There’s no avoiding the fact that doing esc correctly creates some extra noise, unfortunately. Subtleties of macro hygiene are one of many reasons to prefer writing functions unless you are doing something that can only be handled by a macro.

12 Likes

Thanks @rdeits ok, so you’re saying that what I had was the safest thing one could do.

2 Likes

Yep, this is totally right. I tend to err on the side of yolo-ing it with macro hygiene.

One option @Joris_Pinkse if you want the better namespacing and cleaner syntax is just to esc the variables before you interpolate them:

macro map(f,y,x)
    ef, ey, ex = esc.((f, y, x))
    quote 
        for j = 1:length($ex)
            $ey[j] = $ef($ex[j]) 
        end
    end
end

or even

macro map(f,y,x)
    f, y, x = esc.((f, y, x))
    quote 
        for j = 1:length($x)
            $y[j] = $f($x[j]) 
        end
    end
end
10 Likes

That’s a neat pattern, and you can even make it fancier with macros in your macro (so you can macro while you macro…):

julia> macro escape(args...)
         Expr(:block, [:($(esc(arg)) = esc($(esc(arg)))) for arg in args]...)
       end
@escape (macro with 1 method)

julia> macro map(f, y, x)
         @escape f x y
         quote
           for j = 1:length($x)
             $y[j] = $f($x[j])
           end
         end
       end
@map (macro with 1 method)
8 Likes

Thanks @Mason What’s the advantage of escaping over defining local variables inside the macro?

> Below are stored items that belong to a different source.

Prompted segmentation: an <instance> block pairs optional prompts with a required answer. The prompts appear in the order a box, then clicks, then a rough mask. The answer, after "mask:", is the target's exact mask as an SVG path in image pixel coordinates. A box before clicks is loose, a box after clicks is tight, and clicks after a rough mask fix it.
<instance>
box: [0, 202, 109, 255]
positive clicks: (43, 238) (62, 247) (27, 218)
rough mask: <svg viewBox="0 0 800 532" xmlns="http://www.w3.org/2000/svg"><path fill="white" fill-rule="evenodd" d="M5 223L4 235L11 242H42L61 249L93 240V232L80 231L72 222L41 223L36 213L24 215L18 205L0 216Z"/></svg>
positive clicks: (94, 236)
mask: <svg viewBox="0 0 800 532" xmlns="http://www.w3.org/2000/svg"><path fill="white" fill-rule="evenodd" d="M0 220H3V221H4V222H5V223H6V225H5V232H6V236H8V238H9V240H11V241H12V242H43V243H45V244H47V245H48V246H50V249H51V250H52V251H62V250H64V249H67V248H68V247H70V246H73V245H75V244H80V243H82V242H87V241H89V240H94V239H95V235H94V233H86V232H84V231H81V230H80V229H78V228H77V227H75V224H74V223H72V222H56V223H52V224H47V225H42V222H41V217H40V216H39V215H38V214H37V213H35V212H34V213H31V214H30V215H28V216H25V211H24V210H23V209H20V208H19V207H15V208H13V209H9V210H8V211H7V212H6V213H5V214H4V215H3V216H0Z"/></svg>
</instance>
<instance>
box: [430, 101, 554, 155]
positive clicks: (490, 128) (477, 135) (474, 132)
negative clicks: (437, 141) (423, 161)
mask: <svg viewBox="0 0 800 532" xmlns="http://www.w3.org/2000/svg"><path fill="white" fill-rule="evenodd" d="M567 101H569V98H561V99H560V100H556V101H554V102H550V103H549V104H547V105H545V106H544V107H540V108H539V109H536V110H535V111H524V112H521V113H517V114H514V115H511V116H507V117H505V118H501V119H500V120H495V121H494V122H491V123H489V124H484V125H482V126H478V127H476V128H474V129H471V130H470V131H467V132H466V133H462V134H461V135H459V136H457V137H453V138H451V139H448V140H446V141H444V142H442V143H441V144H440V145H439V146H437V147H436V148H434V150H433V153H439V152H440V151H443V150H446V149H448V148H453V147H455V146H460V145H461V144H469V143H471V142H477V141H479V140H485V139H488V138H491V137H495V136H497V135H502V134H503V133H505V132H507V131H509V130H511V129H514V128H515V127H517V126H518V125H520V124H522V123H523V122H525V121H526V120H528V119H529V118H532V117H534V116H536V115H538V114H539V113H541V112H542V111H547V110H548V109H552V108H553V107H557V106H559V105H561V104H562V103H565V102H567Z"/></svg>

While escaping individual variables is the right thing, another possible solution here is to interpolate the function:

julia> macro map(f,y,x)
           quote 
               for j = 1:$length(x)
                   $y[j] = $f($x[j]) 
               end
           end |> esc
       end
3 Likes

I think it is worth emphasizing that this will interpolate the generic function Base.length, not the symbol. Eg

julia> ex = @macroexpand @map(sin, y, x)
quote
    #= REPL[19]:3 =#
    for j = 1:(length)(x)
        #= REPL[19]:4 =#
        y[j] = sin(x[j])
    end
end

julia> ex.args[2].args[1].args[2].args[3].args[1] === length
true

Now in this case this is not problematic because length is in Base. But consider

macro map(f,y,x)
    quote
        for j = 1:$mylen(x)
            $y[j] = $f($x[j])
        end
    end |> esc
end

function do_stuff()
    x = [i for i in 1:5]
    y = zeros(5)
    @map(sin, y, x)
    @show y
end

mylen(x) = length(x) # ORDER MATTERS

This errors because mylen is not defined at macroexpansion time, but works fine with the solutions that escape everything carefully (the example is contrived, but could easily happen, especially with functions scattered around in modules). Because of this, and the fact that it is easy to forget interpolating something in more complex code, I would advocate those solutions.

Macros in Julia have a lot of tricky corner cases. Despite loving them in Common Lisp, I am still trying to avoid Julia macros whenever I can. Fortunately, Julia is so powerful in other ways that this is easy to do.